Figure 1. Quantitative side-by-side comparison of levels of homologous proteins at endocytic sites in budding and fission yeast.

Single frames from unprocessed (left panel) and processed (middle panel) movies for particle intensity quantification, and average maximum intensity of indicated proteins at endocytic sites (right panel). (A-G) Indicated endocytic protein homologues were tagged with GFP or mEGFP in budding yeast or fission yeast, respectively, at the endogenous loci. The maximum intensity for each tagged protein was determined from particle tracking data (see Figure 1—figure supplement 3 for details). mEGFP signal is 14% brighter than GFP (Coffman et al., 2011). The brightness difference was corrected throughout the data analysis. For most indicated proteins, at least 50 endocytic sites were examined. n.s. stands for ‘not significant’. Scale bars on the cell images are 2 µm.

Figure 1—figure supplement 1. Endocytic sites in budding and fission yeast: A brief summary of what has been reported previously.

The endocytic actin machinery on invaginated membranes in budding (A) or fission (B) yeast. (A) In budding yeast, actin filaments are proposed to be nucleated near the base of the invagination. Continued polymerization driven by the nucleation promoting activity (NPF) of scMyo3/5 and scLas17 pushes the actin network toward cytoplasm (Sun et al., 2006). The endocytic membrane is coupled to the actin network by coat proteins such as Sla2 and is pulled inward with the actin network (Kaksonen et al., 2003; Sun et al., 2005). The membrane invagination is ~100 nm deep at the time of vesicle scission (Kukulski et al., 2012). Previously, HA-tagged Myo5 was observed not only at the base but also at the tip of endocytic membrane invaginations in chemically fixed budding yeast cells by immunoelectron microscopy (Idrissi et al., 2008; Idrissi et al., 2012). These results led to the proposal that two distinct endocytic actin networks exist in budding yeast. However, two independent live-cell imaging studies indicated that Myo5-GFP patches stay non-motile at the cell cortex during their lifetime (Galletta et al., 2008; Sun et al., 2006). Furthermore, super-resolution microscopy suggested that Myo5-GFP forms a Nano-template for actin nucleation at the membrane base (Mund et al., 2018). Together, these observations suggest that most if not all of the type I myosin is localized at the base of invaginated endocytic membranes. (B) In fission yeast, a two-zone model proposes that actin nucleation by spMyo1 and spWsp1generate two independent actin networks that push against each other and pull the tip of the invagination into the cytoplasm (Arasada and Pollard, 2011). The depth of the fission yeast membrane invagination is not clear. Note, some of the previously measured absolute molecular numbers of indicated protein homologues differ greatly between the two yeasts (Manenschijn et al., 2019; Picco et al., 2015; Sirotkin et al., 2010).

Figure 1—figure supplement 2. Quantitative comparison of fluorescently-tagged scSla1 in budding yeast cultured in different media.

(A) Budding yeast expressing Sla1-GFP were cultured in budding yeast (upper panel) or fission yeast (lower panel) media. The cells were then imaged by the Materials and methods commonly used for budding or fission yeast, respectively. The images were processed and analyzed using the Particle Tracker plugin in ImageJ software (see Materials and methods). To precisely compare the number of endocytic proteins at endocytic sites under these different growth conditions, local background correction by median filter subtraction (Picco and Kaksonen, 2017) was applied to the live cell images after general background subtraction and photobleaching correction. Red circles in right panels indicate the endocytic events automatically detected by the tracking program. The fluorescence intensities of all the detected events were measured and compared. Scale bars are 2 µm. (B) Lifetime of scSla1 patches in different media. (C) Radial kymograph of scSla1 patches in different media.

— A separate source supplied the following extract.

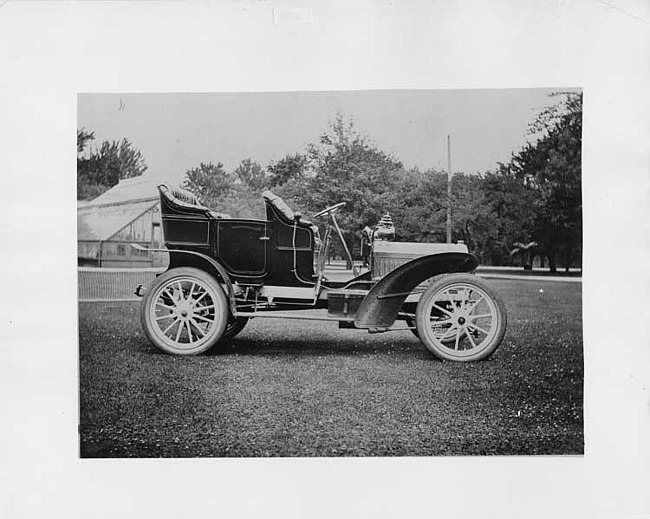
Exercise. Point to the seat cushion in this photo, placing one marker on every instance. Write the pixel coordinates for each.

Figure 1—figure supplement 3. Live cell imaging data processing and analysis by Particle Tracker plugin.

(A) Single frame from movie processed for background subtraction and photobleaching correction (left panel). A median filter was used to compute the local background surrounding the endocytic patches (middle panel). The median filtered image was subtracted from the processed image, resulting in the image (right panel) for particle tracking. (B) Time series showing intensity and movement of a single endocytic event over its full lifetime using Particle Tracker. (C) The. csv file generated by particle tracking analysis. Scale bars are 2 µm.